Vera Lengsfeld / 27.02.2018 / 11:03 / 27 / Seite ausdrucken

Kanzlerin Merkel nicht hilfreich

Jetzt haben sich auch Kanzlerin Angela Merkel und Dunja Hayali vom ZDF in die Diskussion um die Essener Tafel eingeschaltet. Kanzlerin Merkel verkündete in ihrem Kanzlerinnen-Kauderwelsch in einem RTL-Interview nach dem gestrigen Sonderparteitag: 

„Ich glaube, da sollte man nicht solche Kategorisierungen vornehmen. Das ist nicht gut. Aber es zeigt auch den Druck, den es gibt, und wie viele Menschen dieses Bedürfnis verspüren. Deshalb hoffe ich, dass man da auch gute Lösungen findet, die nicht Gruppen ausschließen. Aber es zeigt eben auch, wie viele Menschen auf so etwas angewiesen sind.“

Menschen, die mit ihrem sozialen und ökologischen Engagement unserer Gesellschaft unschätzbare Dienste leisten und einen pragmatischen Weg suchen, um die schwierige Situation zu meistern, müssen sich also von der Bundeskanzlerin sagen lassen, dass sie das „nicht gut" findet. Ganz in dem Stil, in dem sie auch politisch unliebsame Bücher als „nicht hilfreich" abkanzelt.

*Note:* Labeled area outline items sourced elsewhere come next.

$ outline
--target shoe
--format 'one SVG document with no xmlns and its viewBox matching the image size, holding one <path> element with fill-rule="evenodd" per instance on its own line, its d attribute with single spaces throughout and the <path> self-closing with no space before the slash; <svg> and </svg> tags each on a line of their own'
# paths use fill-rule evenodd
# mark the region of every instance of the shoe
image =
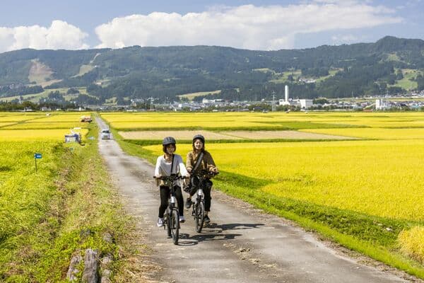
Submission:
<svg viewBox="0 0 424 283">
<path fill-rule="evenodd" d="M 158 227 L 163 227 L 163 218 L 159 217 L 158 219 L 157 225 L 158 225 Z"/>
<path fill-rule="evenodd" d="M 192 206 L 192 198 L 191 197 L 188 197 L 187 200 L 186 200 L 186 209 L 189 209 L 190 207 Z"/>
<path fill-rule="evenodd" d="M 204 219 L 205 223 L 209 224 L 211 223 L 211 219 L 209 219 L 209 216 L 207 215 L 205 215 L 205 218 Z"/>
</svg>

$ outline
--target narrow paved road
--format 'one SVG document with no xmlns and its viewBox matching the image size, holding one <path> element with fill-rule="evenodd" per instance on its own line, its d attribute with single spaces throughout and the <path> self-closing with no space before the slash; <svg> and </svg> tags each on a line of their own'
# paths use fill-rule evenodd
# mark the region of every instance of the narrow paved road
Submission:
<svg viewBox="0 0 424 283">
<path fill-rule="evenodd" d="M 104 122 L 97 119 L 100 127 Z M 156 226 L 158 190 L 154 168 L 122 151 L 113 139 L 99 147 L 129 213 L 146 231 L 146 244 L 166 282 L 405 282 L 328 248 L 288 221 L 213 191 L 211 226 L 201 233 L 192 217 L 182 225 L 179 246 Z M 182 153 L 180 153 L 182 154 Z M 182 153 L 185 154 L 185 153 Z M 183 156 L 184 154 L 182 154 Z"/>
</svg>

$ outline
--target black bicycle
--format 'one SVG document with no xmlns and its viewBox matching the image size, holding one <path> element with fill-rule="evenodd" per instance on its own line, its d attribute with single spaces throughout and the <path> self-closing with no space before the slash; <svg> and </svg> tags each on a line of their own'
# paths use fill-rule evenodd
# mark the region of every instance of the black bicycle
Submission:
<svg viewBox="0 0 424 283">
<path fill-rule="evenodd" d="M 153 176 L 153 178 L 156 178 L 155 176 Z M 163 215 L 163 229 L 167 230 L 168 237 L 172 238 L 175 245 L 178 244 L 178 238 L 179 236 L 179 214 L 178 213 L 178 207 L 176 204 L 177 200 L 175 197 L 174 181 L 183 178 L 183 177 L 176 174 L 159 178 L 159 179 L 163 180 L 164 185 L 170 188 L 170 193 L 168 198 L 168 206 Z"/>
<path fill-rule="evenodd" d="M 207 170 L 201 170 L 193 173 L 194 177 L 196 178 L 196 184 L 192 184 L 192 185 L 197 187 L 197 192 L 196 192 L 196 201 L 193 204 L 192 215 L 194 217 L 194 225 L 198 233 L 201 232 L 205 221 L 205 197 L 203 192 L 204 183 L 206 180 L 217 174 L 218 172 L 211 172 Z"/>
</svg>

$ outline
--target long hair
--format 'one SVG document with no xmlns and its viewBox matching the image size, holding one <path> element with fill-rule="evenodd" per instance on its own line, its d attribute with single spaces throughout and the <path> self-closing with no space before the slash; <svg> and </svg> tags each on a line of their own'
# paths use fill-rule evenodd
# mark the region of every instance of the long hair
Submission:
<svg viewBox="0 0 424 283">
<path fill-rule="evenodd" d="M 177 151 L 177 144 L 167 144 L 166 146 L 162 146 L 162 151 L 166 154 L 166 147 L 171 144 L 173 144 L 174 147 L 175 148 L 175 150 L 174 151 L 174 152 Z"/>
</svg>

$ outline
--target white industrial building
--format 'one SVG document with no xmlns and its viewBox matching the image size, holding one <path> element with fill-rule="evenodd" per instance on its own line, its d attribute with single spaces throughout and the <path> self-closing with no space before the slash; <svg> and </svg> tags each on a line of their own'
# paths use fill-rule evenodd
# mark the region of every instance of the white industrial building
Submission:
<svg viewBox="0 0 424 283">
<path fill-rule="evenodd" d="M 280 99 L 278 100 L 278 105 L 290 105 L 290 102 L 288 102 L 288 86 L 284 87 L 284 98 L 285 99 Z"/>
<path fill-rule="evenodd" d="M 375 110 L 383 110 L 387 108 L 387 104 L 382 99 L 376 99 L 375 100 Z"/>
<path fill-rule="evenodd" d="M 310 108 L 314 105 L 313 101 L 312 99 L 299 99 L 299 105 L 301 109 Z"/>
</svg>

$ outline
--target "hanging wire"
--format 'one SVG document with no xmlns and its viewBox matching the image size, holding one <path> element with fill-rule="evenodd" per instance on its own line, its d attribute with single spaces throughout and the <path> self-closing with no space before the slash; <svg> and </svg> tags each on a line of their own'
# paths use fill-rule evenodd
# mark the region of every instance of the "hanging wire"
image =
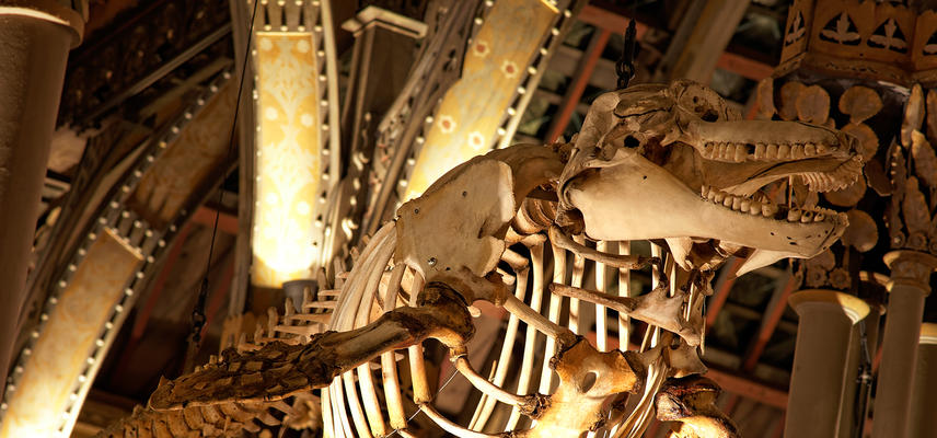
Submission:
<svg viewBox="0 0 937 438">
<path fill-rule="evenodd" d="M 251 56 L 251 42 L 254 36 L 254 20 L 257 18 L 257 7 L 259 1 L 254 0 L 254 10 L 251 12 L 251 26 L 247 27 L 247 44 L 246 53 L 244 54 L 244 65 L 241 66 L 241 77 L 238 80 L 238 99 L 234 103 L 234 118 L 231 120 L 231 136 L 228 139 L 228 152 L 224 162 L 231 162 L 231 155 L 234 151 L 234 134 L 238 131 L 238 113 L 241 110 L 241 95 L 244 92 L 244 76 L 247 72 L 247 60 Z M 222 183 L 223 184 L 223 183 Z M 218 206 L 222 206 L 224 200 L 224 187 L 218 187 Z M 188 348 L 185 357 L 185 370 L 190 371 L 194 368 L 195 356 L 201 346 L 201 331 L 205 327 L 207 318 L 205 315 L 205 301 L 208 298 L 208 275 L 211 272 L 211 257 L 215 255 L 215 240 L 218 237 L 218 220 L 221 216 L 220 208 L 215 210 L 215 223 L 211 228 L 211 242 L 208 245 L 208 260 L 206 261 L 205 275 L 201 277 L 201 284 L 198 288 L 198 299 L 195 302 L 195 309 L 192 311 L 192 333 L 188 336 Z"/>
<path fill-rule="evenodd" d="M 637 49 L 637 26 L 635 19 L 628 22 L 628 28 L 625 30 L 625 47 L 622 49 L 622 57 L 615 64 L 615 73 L 618 76 L 618 90 L 624 90 L 628 87 L 628 82 L 635 77 L 635 50 Z"/>
</svg>

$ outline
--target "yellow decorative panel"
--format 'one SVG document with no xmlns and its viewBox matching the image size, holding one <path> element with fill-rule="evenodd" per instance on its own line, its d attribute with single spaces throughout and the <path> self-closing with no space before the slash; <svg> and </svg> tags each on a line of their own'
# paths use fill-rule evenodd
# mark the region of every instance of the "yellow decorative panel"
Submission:
<svg viewBox="0 0 937 438">
<path fill-rule="evenodd" d="M 23 365 L 0 437 L 57 434 L 72 384 L 89 366 L 102 327 L 142 261 L 137 249 L 109 230 L 89 247 Z"/>
<path fill-rule="evenodd" d="M 557 10 L 542 0 L 498 0 L 465 51 L 462 78 L 442 97 L 414 164 L 405 199 L 494 143 Z"/>
<path fill-rule="evenodd" d="M 280 287 L 310 278 L 322 242 L 319 210 L 321 115 L 313 37 L 257 32 L 256 183 L 253 283 Z"/>
<path fill-rule="evenodd" d="M 128 204 L 155 228 L 172 221 L 224 161 L 236 96 L 238 82 L 225 81 L 140 178 Z"/>
</svg>

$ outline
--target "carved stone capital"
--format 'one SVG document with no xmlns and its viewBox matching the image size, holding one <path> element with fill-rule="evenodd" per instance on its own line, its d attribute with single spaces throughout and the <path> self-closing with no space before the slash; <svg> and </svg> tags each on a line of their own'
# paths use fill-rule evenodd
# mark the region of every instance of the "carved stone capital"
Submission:
<svg viewBox="0 0 937 438">
<path fill-rule="evenodd" d="M 921 289 L 924 295 L 930 293 L 930 274 L 937 269 L 937 257 L 917 252 L 899 250 L 884 255 L 884 264 L 891 269 L 888 291 L 896 285 Z"/>
<path fill-rule="evenodd" d="M 853 324 L 859 322 L 869 314 L 869 304 L 865 301 L 858 297 L 835 290 L 801 290 L 799 292 L 791 293 L 788 302 L 790 303 L 790 307 L 797 311 L 797 314 L 802 314 L 808 307 L 813 306 L 828 306 L 831 310 L 833 307 L 842 309 L 842 312 L 849 319 L 849 321 L 852 321 Z"/>
<path fill-rule="evenodd" d="M 72 31 L 71 46 L 81 44 L 88 0 L 0 0 L 0 15 L 20 15 L 61 24 Z"/>
</svg>

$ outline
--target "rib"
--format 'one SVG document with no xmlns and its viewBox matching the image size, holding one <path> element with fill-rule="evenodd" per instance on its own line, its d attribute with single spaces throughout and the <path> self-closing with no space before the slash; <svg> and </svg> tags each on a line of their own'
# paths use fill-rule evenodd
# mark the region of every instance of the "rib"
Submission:
<svg viewBox="0 0 937 438">
<path fill-rule="evenodd" d="M 431 287 L 431 293 L 424 293 L 428 298 L 421 299 L 427 302 L 419 302 L 418 308 L 396 309 L 360 328 L 316 334 L 304 345 L 274 342 L 243 355 L 229 349 L 223 362 L 161 384 L 150 404 L 174 410 L 232 400 L 280 400 L 323 388 L 384 351 L 428 337 L 450 347 L 462 345 L 474 326 L 461 296 L 442 284 Z M 256 372 L 243 371 L 251 368 L 257 368 Z"/>
<path fill-rule="evenodd" d="M 595 242 L 595 251 L 605 253 L 608 251 L 608 242 L 600 240 Z M 605 293 L 605 264 L 595 262 L 595 288 L 601 293 Z M 605 327 L 605 307 L 595 304 L 595 347 L 599 351 L 608 351 L 609 331 Z M 626 344 L 627 345 L 627 344 Z M 625 347 L 627 348 L 627 347 Z"/>
<path fill-rule="evenodd" d="M 507 253 L 510 250 L 505 251 Z M 511 251 L 513 253 L 513 251 Z M 517 254 L 517 253 L 514 253 Z M 520 256 L 520 254 L 518 254 Z M 517 283 L 514 285 L 514 297 L 519 300 L 523 301 L 524 295 L 527 295 L 527 284 L 528 284 L 528 275 L 530 275 L 530 266 L 527 264 L 527 258 L 520 257 L 520 260 L 524 261 L 524 264 L 517 263 L 517 267 L 514 268 L 514 274 L 517 278 Z M 510 262 L 508 262 L 510 263 Z M 513 265 L 512 265 L 513 267 Z M 505 330 L 505 341 L 501 344 L 501 353 L 498 356 L 498 362 L 495 366 L 495 376 L 494 383 L 498 387 L 502 387 L 505 384 L 505 379 L 508 376 L 508 367 L 511 364 L 511 356 L 513 353 L 514 341 L 517 339 L 519 322 L 517 315 L 511 314 L 508 318 L 508 326 Z M 472 415 L 472 420 L 468 423 L 468 428 L 472 430 L 481 430 L 488 423 L 488 418 L 491 416 L 491 412 L 495 410 L 497 401 L 488 397 L 487 394 L 482 394 L 482 399 L 478 401 L 478 404 L 475 406 L 475 413 Z"/>
<path fill-rule="evenodd" d="M 468 382 L 478 391 L 482 391 L 501 403 L 525 411 L 528 414 L 537 411 L 537 401 L 541 399 L 536 396 L 536 394 L 518 395 L 502 390 L 500 387 L 489 382 L 488 379 L 478 376 L 478 372 L 472 368 L 472 364 L 468 362 L 468 359 L 466 359 L 465 356 L 459 356 L 453 361 L 455 364 L 455 369 L 459 370 L 459 372 L 462 373 L 462 376 L 464 376 L 465 379 L 467 379 Z"/>
<path fill-rule="evenodd" d="M 543 295 L 544 288 L 544 272 L 543 272 L 543 245 L 539 246 L 539 251 L 531 251 L 531 261 L 533 263 L 533 293 Z M 555 263 L 555 262 L 554 262 Z M 563 308 L 563 298 L 554 293 L 550 293 L 550 307 L 547 310 L 547 319 L 554 324 L 559 324 L 559 311 Z M 540 370 L 540 388 L 539 392 L 548 394 L 551 385 L 553 385 L 553 370 L 550 369 L 550 358 L 556 354 L 556 339 L 552 336 L 546 337 L 546 345 L 543 351 L 543 364 Z"/>
<path fill-rule="evenodd" d="M 384 296 L 384 312 L 394 310 L 397 301 L 397 293 L 401 289 L 406 265 L 397 263 L 391 272 L 391 279 L 387 284 L 387 291 Z M 386 399 L 387 416 L 391 417 L 391 427 L 402 429 L 407 426 L 406 413 L 403 405 L 403 396 L 401 395 L 400 382 L 397 382 L 397 362 L 394 360 L 394 351 L 384 351 L 381 354 L 381 374 L 384 381 L 384 397 Z"/>
<path fill-rule="evenodd" d="M 593 262 L 601 262 L 616 268 L 640 269 L 655 262 L 653 257 L 610 254 L 593 250 L 583 244 L 574 242 L 556 226 L 550 227 L 550 241 L 564 250 L 571 251 Z"/>
<path fill-rule="evenodd" d="M 623 240 L 618 242 L 618 254 L 631 255 L 632 242 Z M 618 297 L 632 297 L 632 270 L 628 268 L 618 269 Z M 632 327 L 628 321 L 628 315 L 618 313 L 618 345 L 627 348 L 631 341 Z"/>
<path fill-rule="evenodd" d="M 690 345 L 699 345 L 699 331 L 683 321 L 683 297 L 668 297 L 667 289 L 657 288 L 650 293 L 635 298 L 615 297 L 556 283 L 550 285 L 550 290 L 563 297 L 612 308 L 631 318 L 676 333 Z"/>
</svg>

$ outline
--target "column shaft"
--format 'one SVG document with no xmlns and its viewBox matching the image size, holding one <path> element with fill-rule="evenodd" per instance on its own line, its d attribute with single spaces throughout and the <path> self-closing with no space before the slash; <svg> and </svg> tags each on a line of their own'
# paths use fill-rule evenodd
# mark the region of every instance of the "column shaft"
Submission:
<svg viewBox="0 0 937 438">
<path fill-rule="evenodd" d="M 868 313 L 868 306 L 856 297 L 829 290 L 794 293 L 790 304 L 800 322 L 784 436 L 835 437 L 852 327 Z"/>
<path fill-rule="evenodd" d="M 872 410 L 872 437 L 911 438 L 907 424 L 921 320 L 937 257 L 913 251 L 894 251 L 884 260 L 892 273 L 888 284 L 882 358 Z"/>
<path fill-rule="evenodd" d="M 0 370 L 15 342 L 69 27 L 0 7 Z M 0 395 L 3 389 L 0 388 Z"/>
<path fill-rule="evenodd" d="M 937 324 L 924 324 L 917 346 L 909 436 L 937 438 L 934 406 L 937 406 Z"/>
</svg>

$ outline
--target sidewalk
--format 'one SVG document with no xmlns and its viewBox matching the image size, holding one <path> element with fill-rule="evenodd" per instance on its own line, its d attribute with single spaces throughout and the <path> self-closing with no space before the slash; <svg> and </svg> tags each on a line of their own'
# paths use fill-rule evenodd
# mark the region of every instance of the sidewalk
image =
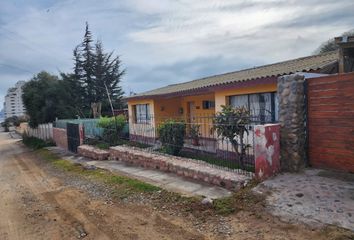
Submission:
<svg viewBox="0 0 354 240">
<path fill-rule="evenodd" d="M 210 199 L 217 199 L 231 195 L 230 191 L 222 187 L 195 182 L 193 180 L 177 176 L 173 173 L 129 166 L 118 161 L 93 161 L 58 147 L 48 147 L 47 149 L 73 163 L 79 163 L 81 165 L 93 165 L 97 168 L 102 168 L 113 173 L 139 179 L 152 185 L 161 187 L 165 190 L 178 192 L 186 196 L 204 196 Z"/>
<path fill-rule="evenodd" d="M 334 224 L 354 231 L 354 174 L 319 169 L 284 173 L 259 184 L 272 214 L 289 221 Z"/>
</svg>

Ihre aktuellen Einlassungen verraten ein äußerst eingeschränktes Verhältnis zur „Mitmenschlichkeit“, die von dieser Regierung sonst wie ein Banner vor sich her getragen wird. Merkels „Mitmenschlichkeit“ wird zu einer Fata Morgana. Ich erinnere daran, dass Mitglieder der letzten Merkel-Regierung dazu aufgerufen hatten, Flüchtlinge bei sich aufzunehmen, während die Regierungschefin verlauten ließ, dass sie keine Schutzsuchenden bei sich zu Hause haben wolle.

Etwas differenzierter argumentiert die ZDF-Moderatorin Dunja Hayali. Auch sie findet, dass der vorübergehende Aufnahmestopp für Zuwanderer die Botschaft „Germans first“ „weltweit“ verbreite. Deshalb verwundere es nicht wirklich, dass „in der Nacht zu Sonntag die Autos und die hintere Eingangstür reflexhaft mit „Fuck Nazis“-Sprüchen beschmiert wurden“. Hayali übersieht dabei, dass Journalisten-Kollegen es waren, die die angebliche Botschaft „Germans first“ weltweit verbreiteten, indem sie eine bis zur Unkenntlichkeit verzerrte Lage zeichneten. Nach wie vor sind 75 Prozent der Kunden der Essener Tafel Ausländer.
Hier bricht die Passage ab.